Manche wohnen in großen Grabhügeln
(=bronzezeitliche Megalithen) und betreten von dort oder von anderen Stellen des
Übergangs her diese Welt.
Wieder andere anderweltliche Wesen nehmen in
dieser Welt die Gestalt von Tieren an, Schwänen, Kühen usw., und besitzen
magische Eigenschaften. So verfügte Finn über ein Schwein, das nicht gekocht,
das heißt: nicht getötet werden konnte. Ähnliches wird auch von einer Forelle
(=Lachs) berichtet. Raben oder Katzen ( ursprünglich vermutlich der Luchs)
bringen anderweltliches Wissen, welches sie an bestimmte Menschen weitergeben.

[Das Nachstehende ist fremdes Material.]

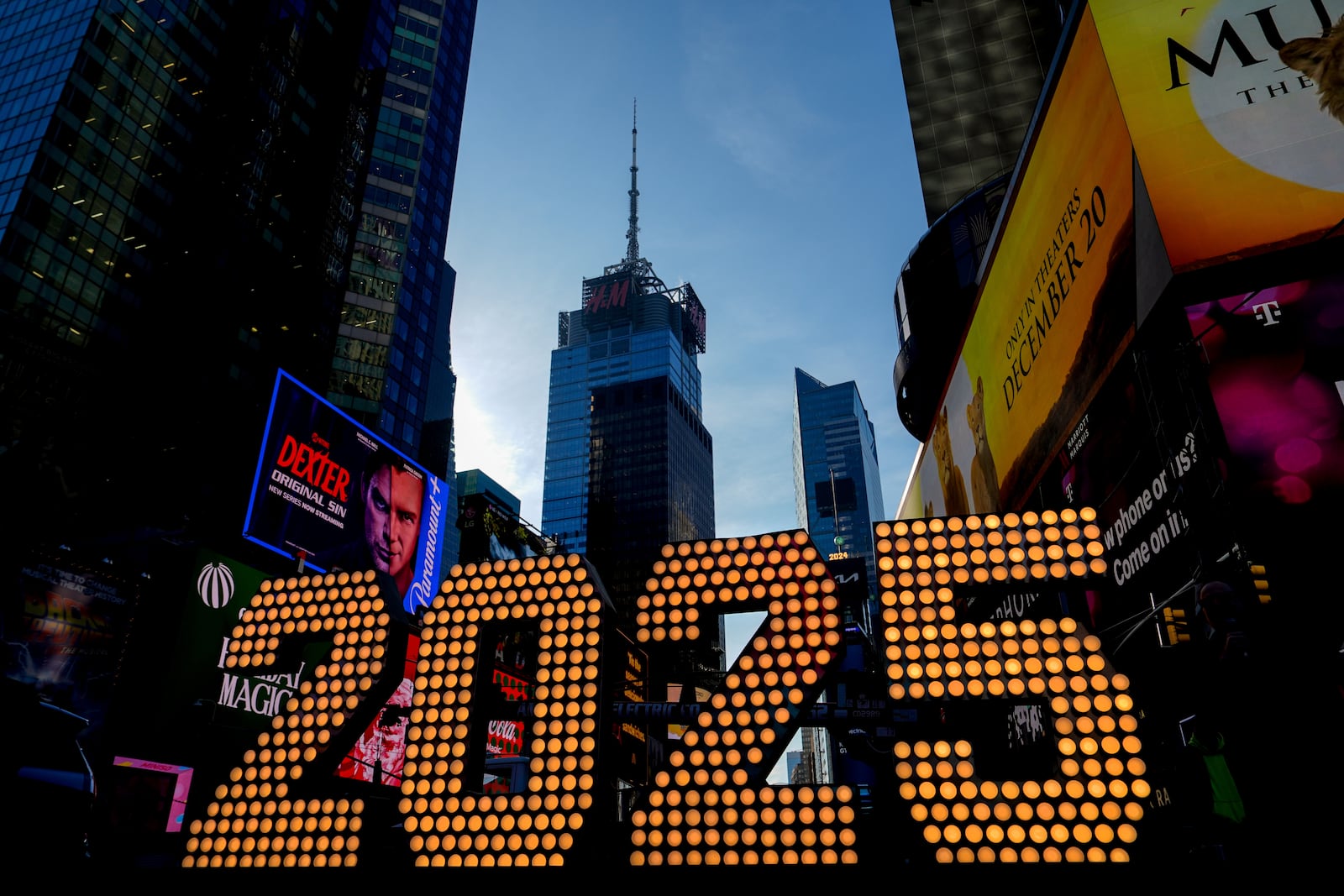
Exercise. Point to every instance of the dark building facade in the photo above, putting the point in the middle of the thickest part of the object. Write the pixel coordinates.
(195, 195)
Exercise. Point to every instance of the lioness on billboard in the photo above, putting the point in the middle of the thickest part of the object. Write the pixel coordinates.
(1055, 307)
(1236, 118)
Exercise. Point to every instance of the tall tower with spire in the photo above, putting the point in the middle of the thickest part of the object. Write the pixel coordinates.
(629, 464)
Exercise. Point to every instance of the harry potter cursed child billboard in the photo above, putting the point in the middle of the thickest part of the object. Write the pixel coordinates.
(1236, 114)
(1055, 304)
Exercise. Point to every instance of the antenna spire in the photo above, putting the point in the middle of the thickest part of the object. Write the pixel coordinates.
(632, 235)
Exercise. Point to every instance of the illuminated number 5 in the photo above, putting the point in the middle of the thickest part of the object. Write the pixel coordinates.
(265, 815)
(1086, 812)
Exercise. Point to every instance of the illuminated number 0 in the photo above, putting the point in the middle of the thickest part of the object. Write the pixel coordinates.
(449, 824)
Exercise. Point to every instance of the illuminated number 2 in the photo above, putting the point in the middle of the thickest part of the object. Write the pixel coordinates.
(1088, 810)
(262, 815)
(711, 808)
(449, 824)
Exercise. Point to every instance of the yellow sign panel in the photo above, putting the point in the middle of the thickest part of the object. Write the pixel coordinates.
(1230, 116)
(1061, 278)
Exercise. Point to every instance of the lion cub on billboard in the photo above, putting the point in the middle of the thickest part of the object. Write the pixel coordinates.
(949, 474)
(1321, 60)
(984, 477)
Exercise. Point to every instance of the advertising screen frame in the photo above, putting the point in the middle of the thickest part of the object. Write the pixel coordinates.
(312, 453)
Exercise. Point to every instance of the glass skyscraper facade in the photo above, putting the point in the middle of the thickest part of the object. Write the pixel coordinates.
(837, 483)
(197, 194)
(386, 343)
(629, 465)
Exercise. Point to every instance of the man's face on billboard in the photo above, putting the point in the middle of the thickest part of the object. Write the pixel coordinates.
(391, 519)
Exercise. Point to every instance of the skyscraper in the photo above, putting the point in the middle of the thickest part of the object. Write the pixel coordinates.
(629, 464)
(194, 195)
(835, 468)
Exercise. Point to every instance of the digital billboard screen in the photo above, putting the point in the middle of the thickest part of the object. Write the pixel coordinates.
(1055, 308)
(329, 492)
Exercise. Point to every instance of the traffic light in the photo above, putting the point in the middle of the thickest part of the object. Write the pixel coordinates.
(1261, 584)
(1173, 627)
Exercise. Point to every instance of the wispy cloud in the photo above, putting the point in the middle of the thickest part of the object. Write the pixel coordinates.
(748, 98)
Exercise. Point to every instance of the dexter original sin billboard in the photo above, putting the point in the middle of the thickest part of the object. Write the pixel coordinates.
(1055, 308)
(1236, 109)
(333, 493)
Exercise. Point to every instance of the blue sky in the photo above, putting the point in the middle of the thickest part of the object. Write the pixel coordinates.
(777, 176)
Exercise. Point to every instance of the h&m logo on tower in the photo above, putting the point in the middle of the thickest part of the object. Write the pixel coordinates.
(606, 293)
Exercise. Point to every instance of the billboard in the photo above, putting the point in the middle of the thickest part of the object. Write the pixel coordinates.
(1231, 125)
(1276, 371)
(329, 492)
(67, 640)
(1061, 278)
(214, 591)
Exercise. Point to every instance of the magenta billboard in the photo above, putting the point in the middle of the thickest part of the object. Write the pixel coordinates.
(328, 492)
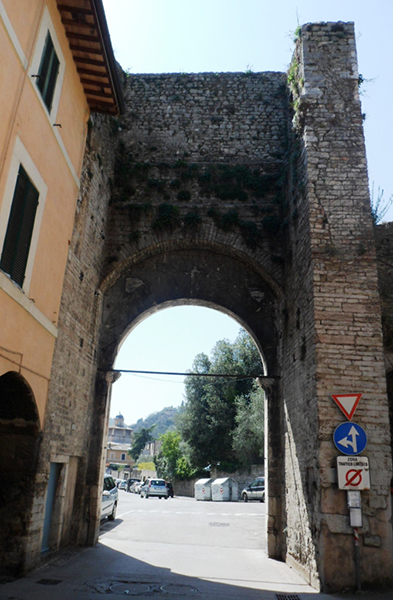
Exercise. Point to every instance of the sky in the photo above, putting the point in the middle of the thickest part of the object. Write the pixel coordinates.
(189, 36)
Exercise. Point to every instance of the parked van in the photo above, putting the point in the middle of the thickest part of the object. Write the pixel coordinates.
(109, 498)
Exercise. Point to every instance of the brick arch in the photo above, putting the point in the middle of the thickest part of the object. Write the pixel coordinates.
(19, 445)
(215, 277)
(205, 274)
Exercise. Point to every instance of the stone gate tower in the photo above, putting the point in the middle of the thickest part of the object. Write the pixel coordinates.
(247, 193)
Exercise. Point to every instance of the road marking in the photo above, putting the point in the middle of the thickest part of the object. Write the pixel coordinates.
(166, 512)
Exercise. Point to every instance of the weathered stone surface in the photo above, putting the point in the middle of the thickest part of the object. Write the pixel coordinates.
(210, 190)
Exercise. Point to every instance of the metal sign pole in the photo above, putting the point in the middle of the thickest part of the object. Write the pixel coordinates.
(357, 559)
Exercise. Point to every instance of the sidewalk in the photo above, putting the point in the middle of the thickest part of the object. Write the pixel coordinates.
(87, 573)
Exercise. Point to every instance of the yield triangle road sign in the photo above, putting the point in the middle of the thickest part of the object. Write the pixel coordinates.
(347, 403)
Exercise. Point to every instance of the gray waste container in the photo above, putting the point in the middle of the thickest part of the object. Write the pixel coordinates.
(224, 490)
(203, 489)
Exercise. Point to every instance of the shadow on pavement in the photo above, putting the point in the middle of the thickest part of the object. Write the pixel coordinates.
(87, 574)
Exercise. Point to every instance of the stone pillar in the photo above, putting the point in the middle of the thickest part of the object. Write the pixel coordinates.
(98, 437)
(330, 185)
(274, 469)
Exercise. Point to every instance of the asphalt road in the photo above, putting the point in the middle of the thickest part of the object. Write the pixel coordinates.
(173, 549)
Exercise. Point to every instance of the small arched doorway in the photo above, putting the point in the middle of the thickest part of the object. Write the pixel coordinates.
(19, 445)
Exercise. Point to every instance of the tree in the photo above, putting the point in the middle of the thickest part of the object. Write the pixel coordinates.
(379, 205)
(209, 413)
(171, 461)
(248, 435)
(141, 438)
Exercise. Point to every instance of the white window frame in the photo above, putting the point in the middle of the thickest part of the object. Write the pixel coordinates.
(47, 25)
(22, 157)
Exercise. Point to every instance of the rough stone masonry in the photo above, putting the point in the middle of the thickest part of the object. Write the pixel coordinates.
(245, 192)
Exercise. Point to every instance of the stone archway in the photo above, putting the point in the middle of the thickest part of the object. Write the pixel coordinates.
(214, 190)
(214, 277)
(19, 446)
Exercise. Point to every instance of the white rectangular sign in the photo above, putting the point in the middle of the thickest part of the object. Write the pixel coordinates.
(353, 473)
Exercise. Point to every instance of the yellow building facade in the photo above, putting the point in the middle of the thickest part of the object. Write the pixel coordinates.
(56, 67)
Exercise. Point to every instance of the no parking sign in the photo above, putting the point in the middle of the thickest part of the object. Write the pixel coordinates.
(353, 473)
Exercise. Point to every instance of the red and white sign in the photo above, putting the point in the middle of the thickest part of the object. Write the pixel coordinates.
(347, 403)
(353, 473)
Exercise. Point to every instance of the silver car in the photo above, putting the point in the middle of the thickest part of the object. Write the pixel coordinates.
(109, 498)
(254, 491)
(154, 487)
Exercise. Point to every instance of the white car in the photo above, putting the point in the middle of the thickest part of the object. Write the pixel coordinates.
(154, 487)
(109, 498)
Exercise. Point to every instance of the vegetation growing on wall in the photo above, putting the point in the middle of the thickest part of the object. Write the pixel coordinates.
(158, 191)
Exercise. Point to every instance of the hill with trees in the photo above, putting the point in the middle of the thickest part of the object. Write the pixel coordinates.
(163, 421)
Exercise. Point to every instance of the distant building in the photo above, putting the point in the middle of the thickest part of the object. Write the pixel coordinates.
(119, 433)
(118, 462)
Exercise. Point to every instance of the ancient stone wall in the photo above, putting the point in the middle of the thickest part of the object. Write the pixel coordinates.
(384, 247)
(338, 310)
(206, 192)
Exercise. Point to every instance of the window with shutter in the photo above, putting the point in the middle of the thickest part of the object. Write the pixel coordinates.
(20, 228)
(48, 72)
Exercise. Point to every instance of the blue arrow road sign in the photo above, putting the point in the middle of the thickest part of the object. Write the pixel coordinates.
(350, 438)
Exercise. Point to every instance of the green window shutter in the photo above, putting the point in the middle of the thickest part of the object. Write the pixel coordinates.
(48, 72)
(20, 228)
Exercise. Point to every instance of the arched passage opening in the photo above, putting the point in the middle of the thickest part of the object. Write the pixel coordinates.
(211, 278)
(19, 445)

Das anderweltliche Wissen der Raben enthält
zumeist die Kunde von bevorstehendem Unheil, und kundige Menschen, Druiden also,
vermögen die Ankündigungen zu deuten (ein Vorgang, den die Römer Auspizien
nannten).
Häufiger aber kündigen anderweltliche Tiere,
also die anderweltlichen Wesen wie sie uns hier erscheinen, das Unglück nicht
an, sondern bringen es über die Menschen oder die Welt. Seltsame Vögel dörren
alles mit ihrem Atem aus, Gänse fressen alles weg, Schweine verwüsten ganze
Landstriche und erzeugen Not; ein dreiköpfiges Ungeheuer namens Ellen kommt
regelmäßig durch die Höhle Cruachan in diese Welt, um Brände zu legen und
anderes Unheil anzurichten. Es wird jedoch von Finn vernichtet.
Tiere, die nicht bösartig sind, wie manche
Vögel oder auch Insekten, können dennoch anderweltliche Wesen repräsentieren.
Es sind dann häufig Seelen von Verstorbenen (Hauchvögel, wie sie gelegentlich
genannt werden). Solche Seelen in Tier- oder auch in Menschengestalt können
nach dem Tod wiederkehren, um in dieser Welt noch bestimmte Aufgaben zu
erfüllen. Ermordete beispielsweise müssen noch dafür sorgen, dass ihr Tod
gerächt wird. (Dass gerade England als das klassische Land der Gespenster gilt,
ist kein Zufall, sondern als Fortsetzung der keltischen Vorstellungen zu
verstehen).
Im Vorhergehenden wurde schon vorausgesetzt,
dass die verstorbenen Menschen in die Anderwelt überwechseln. Mitunter werden
aber auch Lebende von anderweltlichen Wesen verlockt oder gar entführt. Selten
allerdings ist Connlas Schicksal, der von einer Frauengestalt und einer
Frauenstimme in die als Welt der Seligen gepriesene Anderwelt geholt wird. Gegen
seinen Willen, gegen den Willen seines Vaters und des um ihn kämpfenden Druiden
lässt Connla sich dazu verführen, über den See in die Anderwelt zu gehen.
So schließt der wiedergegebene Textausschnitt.